Медленно поднимался он в гору по Божедомке, а теперь улице Дурова, прошел Дуровский уголок, а дальше налево увидел полуразрушенное здание — «Цветметзолото». И опять воронки так недалеко от его улицы напомнили, что Москва не такой уж тыл, что эти бомбы могли попасть в его, Володькин, дом и… страшно подумать… убить его мать.

Наконец-то приступил Володька к Юлькиной черной тетрадке. Это были не то обрывки дневника, не то неотправленные письма к нему, потому что в некоторых местах она обращалась прямо — «Володя».

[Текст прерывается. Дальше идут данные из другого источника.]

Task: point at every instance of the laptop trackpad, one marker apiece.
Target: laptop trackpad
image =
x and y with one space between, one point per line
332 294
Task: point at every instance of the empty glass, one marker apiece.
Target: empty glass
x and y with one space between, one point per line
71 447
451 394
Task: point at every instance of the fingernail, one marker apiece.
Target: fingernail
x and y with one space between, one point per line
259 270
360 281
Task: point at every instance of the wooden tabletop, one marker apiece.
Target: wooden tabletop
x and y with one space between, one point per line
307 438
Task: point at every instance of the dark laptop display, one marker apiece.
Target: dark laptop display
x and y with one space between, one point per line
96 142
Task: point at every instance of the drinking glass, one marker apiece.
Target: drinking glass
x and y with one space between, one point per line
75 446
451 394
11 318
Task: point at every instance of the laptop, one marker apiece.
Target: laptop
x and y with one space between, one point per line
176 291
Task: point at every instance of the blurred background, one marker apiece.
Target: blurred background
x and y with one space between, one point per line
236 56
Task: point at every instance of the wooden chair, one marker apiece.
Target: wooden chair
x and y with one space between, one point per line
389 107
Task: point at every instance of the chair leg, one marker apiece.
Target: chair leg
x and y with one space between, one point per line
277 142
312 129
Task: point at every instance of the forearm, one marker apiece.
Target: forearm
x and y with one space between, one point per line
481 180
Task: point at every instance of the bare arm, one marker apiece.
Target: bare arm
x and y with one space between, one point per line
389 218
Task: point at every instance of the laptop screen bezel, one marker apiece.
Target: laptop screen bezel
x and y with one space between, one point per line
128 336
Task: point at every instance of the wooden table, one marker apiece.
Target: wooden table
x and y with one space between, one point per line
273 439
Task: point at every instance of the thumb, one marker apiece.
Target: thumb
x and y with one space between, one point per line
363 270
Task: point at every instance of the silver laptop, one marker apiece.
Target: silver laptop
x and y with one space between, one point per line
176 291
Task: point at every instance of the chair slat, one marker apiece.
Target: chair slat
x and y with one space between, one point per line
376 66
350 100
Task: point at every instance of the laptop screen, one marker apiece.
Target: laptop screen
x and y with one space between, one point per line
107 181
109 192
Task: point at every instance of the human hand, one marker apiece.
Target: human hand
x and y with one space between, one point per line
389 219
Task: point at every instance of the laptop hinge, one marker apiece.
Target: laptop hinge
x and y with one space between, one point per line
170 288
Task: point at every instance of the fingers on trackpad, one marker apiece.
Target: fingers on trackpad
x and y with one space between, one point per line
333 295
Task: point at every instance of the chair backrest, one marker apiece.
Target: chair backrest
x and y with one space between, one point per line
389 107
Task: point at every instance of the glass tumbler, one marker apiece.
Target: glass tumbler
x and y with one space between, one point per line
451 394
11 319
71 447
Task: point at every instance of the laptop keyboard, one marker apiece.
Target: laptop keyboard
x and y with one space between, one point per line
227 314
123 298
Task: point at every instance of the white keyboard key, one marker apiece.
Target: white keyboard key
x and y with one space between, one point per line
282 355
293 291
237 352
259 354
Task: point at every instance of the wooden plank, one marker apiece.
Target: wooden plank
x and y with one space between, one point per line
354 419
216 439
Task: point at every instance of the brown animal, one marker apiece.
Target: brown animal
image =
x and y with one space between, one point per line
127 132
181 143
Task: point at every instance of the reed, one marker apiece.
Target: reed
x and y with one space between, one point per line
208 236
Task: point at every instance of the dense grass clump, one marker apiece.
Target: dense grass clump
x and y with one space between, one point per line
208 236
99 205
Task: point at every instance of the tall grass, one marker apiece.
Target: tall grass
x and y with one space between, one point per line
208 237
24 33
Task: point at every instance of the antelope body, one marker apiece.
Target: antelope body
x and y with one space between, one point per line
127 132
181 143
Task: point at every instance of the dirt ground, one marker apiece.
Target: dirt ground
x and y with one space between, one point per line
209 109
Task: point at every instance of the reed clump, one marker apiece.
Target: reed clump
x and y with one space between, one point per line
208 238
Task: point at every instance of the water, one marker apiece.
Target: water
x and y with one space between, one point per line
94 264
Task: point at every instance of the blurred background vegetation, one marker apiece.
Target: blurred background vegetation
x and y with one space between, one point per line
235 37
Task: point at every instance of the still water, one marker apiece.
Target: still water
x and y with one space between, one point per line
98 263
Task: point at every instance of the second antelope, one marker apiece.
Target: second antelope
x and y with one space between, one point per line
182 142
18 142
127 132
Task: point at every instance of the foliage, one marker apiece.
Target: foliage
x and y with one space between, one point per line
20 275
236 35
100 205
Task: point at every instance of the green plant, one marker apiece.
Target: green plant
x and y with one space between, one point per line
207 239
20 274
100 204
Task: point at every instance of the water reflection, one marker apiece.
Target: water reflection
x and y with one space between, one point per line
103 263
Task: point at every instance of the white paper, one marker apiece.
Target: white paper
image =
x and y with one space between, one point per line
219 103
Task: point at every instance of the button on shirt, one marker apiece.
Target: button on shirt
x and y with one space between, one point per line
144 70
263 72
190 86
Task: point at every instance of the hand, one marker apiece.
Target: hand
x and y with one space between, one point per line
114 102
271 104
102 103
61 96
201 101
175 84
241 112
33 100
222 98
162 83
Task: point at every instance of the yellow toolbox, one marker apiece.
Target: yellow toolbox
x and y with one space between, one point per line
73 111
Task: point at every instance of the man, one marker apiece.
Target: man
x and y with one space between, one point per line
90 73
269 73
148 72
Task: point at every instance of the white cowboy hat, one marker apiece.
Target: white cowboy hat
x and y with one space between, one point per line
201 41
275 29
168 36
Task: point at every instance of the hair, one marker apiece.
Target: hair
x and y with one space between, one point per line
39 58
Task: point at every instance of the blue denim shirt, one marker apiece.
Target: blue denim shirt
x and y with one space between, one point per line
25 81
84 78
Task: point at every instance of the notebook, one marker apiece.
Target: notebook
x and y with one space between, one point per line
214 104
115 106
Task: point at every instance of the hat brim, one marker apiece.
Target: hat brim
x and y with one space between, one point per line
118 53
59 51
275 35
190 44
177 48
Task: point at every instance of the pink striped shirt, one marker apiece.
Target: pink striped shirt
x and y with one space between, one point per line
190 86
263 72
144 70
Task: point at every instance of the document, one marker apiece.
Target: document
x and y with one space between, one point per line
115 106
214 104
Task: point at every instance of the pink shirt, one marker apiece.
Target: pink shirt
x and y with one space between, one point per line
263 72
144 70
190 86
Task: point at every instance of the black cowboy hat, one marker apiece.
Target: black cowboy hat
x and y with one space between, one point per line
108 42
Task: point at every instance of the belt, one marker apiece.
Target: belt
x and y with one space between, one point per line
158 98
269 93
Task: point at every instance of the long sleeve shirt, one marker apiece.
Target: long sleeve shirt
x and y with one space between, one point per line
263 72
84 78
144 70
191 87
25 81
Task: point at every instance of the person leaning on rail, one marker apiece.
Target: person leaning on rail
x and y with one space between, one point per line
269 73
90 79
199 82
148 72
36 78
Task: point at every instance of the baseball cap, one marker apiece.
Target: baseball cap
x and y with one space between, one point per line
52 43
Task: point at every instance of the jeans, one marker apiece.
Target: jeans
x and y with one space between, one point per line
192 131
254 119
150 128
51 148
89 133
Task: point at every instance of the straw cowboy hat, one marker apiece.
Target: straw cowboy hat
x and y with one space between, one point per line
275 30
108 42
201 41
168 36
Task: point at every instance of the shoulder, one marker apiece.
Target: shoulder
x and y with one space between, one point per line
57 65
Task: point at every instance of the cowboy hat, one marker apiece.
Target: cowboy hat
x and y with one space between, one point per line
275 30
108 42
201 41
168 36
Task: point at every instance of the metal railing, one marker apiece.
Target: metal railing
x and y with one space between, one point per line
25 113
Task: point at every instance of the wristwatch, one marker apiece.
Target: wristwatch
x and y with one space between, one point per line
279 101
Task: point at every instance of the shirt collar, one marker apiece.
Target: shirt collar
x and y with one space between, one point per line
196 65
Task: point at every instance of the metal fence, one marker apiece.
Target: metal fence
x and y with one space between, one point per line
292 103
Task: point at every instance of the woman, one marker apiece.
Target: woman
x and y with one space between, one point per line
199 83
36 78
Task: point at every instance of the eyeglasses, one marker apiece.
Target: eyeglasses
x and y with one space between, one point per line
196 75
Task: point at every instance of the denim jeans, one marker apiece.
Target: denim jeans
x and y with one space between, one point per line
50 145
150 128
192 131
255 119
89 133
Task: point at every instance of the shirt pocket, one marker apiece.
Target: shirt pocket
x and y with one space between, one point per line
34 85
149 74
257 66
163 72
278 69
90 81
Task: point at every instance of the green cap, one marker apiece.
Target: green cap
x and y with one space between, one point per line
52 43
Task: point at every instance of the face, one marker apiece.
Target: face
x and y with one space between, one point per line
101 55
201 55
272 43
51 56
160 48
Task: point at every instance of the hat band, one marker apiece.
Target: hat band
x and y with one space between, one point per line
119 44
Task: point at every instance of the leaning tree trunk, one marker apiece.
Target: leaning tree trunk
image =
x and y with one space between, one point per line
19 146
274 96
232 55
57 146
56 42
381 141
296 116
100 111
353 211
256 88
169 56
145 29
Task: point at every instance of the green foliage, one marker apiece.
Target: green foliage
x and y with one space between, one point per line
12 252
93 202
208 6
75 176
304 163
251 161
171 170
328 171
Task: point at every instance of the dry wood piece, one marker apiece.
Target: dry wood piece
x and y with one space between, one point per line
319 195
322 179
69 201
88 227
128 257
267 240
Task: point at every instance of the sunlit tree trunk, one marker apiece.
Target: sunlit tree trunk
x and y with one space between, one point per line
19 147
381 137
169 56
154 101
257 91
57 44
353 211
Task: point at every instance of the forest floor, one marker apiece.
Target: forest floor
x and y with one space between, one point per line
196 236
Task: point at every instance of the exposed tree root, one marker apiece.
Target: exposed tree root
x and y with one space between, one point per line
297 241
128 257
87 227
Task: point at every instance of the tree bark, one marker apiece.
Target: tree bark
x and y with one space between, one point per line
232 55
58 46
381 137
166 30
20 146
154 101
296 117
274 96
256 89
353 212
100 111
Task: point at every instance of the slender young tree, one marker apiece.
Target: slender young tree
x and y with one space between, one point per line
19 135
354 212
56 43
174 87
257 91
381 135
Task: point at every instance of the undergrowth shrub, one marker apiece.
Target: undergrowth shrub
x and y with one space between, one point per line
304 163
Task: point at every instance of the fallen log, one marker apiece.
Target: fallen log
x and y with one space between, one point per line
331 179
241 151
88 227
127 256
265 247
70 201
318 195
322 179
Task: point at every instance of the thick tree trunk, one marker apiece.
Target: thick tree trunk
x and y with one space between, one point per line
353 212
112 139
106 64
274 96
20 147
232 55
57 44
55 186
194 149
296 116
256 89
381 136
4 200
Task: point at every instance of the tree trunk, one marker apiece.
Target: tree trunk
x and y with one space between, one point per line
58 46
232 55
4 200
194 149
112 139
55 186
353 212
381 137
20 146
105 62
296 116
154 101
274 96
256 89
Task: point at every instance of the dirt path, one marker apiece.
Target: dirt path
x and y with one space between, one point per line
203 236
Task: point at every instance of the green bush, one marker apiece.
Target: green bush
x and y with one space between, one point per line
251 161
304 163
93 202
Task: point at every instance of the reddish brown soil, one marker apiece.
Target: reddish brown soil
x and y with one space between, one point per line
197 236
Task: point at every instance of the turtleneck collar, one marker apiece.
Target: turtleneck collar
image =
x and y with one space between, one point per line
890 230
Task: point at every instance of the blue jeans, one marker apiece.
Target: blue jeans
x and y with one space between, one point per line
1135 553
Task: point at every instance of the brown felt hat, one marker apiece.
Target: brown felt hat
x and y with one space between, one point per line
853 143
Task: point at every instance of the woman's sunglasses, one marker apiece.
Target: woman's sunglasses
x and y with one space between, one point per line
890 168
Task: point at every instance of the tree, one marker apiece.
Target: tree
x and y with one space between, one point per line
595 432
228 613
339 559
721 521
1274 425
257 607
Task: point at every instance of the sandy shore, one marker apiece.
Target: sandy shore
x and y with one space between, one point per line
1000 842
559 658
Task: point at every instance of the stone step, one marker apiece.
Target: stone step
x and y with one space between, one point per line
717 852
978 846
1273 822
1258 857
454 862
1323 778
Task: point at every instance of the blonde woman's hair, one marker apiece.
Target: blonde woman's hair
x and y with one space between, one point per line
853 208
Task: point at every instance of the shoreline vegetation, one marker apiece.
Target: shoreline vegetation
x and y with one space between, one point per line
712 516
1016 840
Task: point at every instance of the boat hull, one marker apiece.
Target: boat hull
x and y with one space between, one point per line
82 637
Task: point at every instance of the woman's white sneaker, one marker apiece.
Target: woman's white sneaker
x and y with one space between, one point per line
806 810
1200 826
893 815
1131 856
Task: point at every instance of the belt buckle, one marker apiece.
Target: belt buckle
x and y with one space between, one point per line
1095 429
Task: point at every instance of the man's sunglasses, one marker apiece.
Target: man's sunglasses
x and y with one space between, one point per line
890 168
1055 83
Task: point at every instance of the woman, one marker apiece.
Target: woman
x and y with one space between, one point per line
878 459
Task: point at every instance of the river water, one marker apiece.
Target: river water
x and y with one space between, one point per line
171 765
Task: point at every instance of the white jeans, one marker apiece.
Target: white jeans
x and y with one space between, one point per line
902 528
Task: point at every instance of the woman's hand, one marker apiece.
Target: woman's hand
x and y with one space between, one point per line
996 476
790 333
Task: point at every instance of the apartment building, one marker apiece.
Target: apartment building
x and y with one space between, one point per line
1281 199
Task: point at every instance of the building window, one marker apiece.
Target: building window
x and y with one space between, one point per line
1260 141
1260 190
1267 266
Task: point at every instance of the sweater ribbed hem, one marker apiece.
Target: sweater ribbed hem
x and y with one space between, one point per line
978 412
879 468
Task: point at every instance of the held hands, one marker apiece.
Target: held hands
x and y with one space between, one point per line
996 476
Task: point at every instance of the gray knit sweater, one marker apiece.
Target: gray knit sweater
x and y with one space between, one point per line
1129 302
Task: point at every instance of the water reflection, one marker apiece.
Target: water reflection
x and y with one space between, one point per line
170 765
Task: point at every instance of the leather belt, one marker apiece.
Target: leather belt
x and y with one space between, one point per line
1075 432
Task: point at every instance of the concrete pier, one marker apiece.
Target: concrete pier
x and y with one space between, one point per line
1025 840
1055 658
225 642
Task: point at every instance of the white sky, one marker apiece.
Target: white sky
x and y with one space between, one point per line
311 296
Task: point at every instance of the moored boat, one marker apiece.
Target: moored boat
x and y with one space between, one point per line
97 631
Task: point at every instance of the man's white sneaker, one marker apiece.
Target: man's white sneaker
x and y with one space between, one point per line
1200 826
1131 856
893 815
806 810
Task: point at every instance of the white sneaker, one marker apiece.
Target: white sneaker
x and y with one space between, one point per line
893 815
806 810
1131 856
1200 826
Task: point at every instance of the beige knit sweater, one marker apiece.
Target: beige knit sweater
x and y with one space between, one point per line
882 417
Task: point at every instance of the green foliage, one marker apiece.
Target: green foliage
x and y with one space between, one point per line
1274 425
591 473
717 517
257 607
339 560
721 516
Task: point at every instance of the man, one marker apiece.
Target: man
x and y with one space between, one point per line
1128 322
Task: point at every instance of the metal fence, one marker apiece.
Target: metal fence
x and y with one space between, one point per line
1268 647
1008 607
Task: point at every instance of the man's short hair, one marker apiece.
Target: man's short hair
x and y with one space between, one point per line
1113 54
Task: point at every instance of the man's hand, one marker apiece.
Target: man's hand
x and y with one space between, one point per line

«Ты помнишь, Володя, — писала она на одной из страниц, — как я признавалась тебе в любви? Это было на школьном вечере. Ты все время танцевал с Майкой, а я умирала от ревности. И вдруг я решилась на отчаянное. Я подошла к тебе и сказала, что мне неприятно смотреть, как ты танцуешь с Майкой, что у тебя при этом идиотское выражение лица. Ты засмеялся, пожал плечами и спросил, а какое мне, цыпленку, до этого дело, и тут я пролепетала, что люблю тебя. Ты, по-моему, очень растерялся и пробормотал что-то невразумительное, вроде того, что я тебе тоже нравлюсь, так как я свойская девчонка… Потом ты пошел меня провожать. Наверное, счел своим долгом. Таким же долгом, по-видимому, ты считал и поцелуй в парадном, который порадовал меня только тем, что я поняла — целуешься ты, как и я, в первый раз… Потом я ждала тебя все время после уроков, но у тебя расцветала тогда дружба с Сергеем, и ты часто бросал мне, что сегодня тебе некогда меня провожать, а сам шел с Сергеем шататься по улицам и философствовать…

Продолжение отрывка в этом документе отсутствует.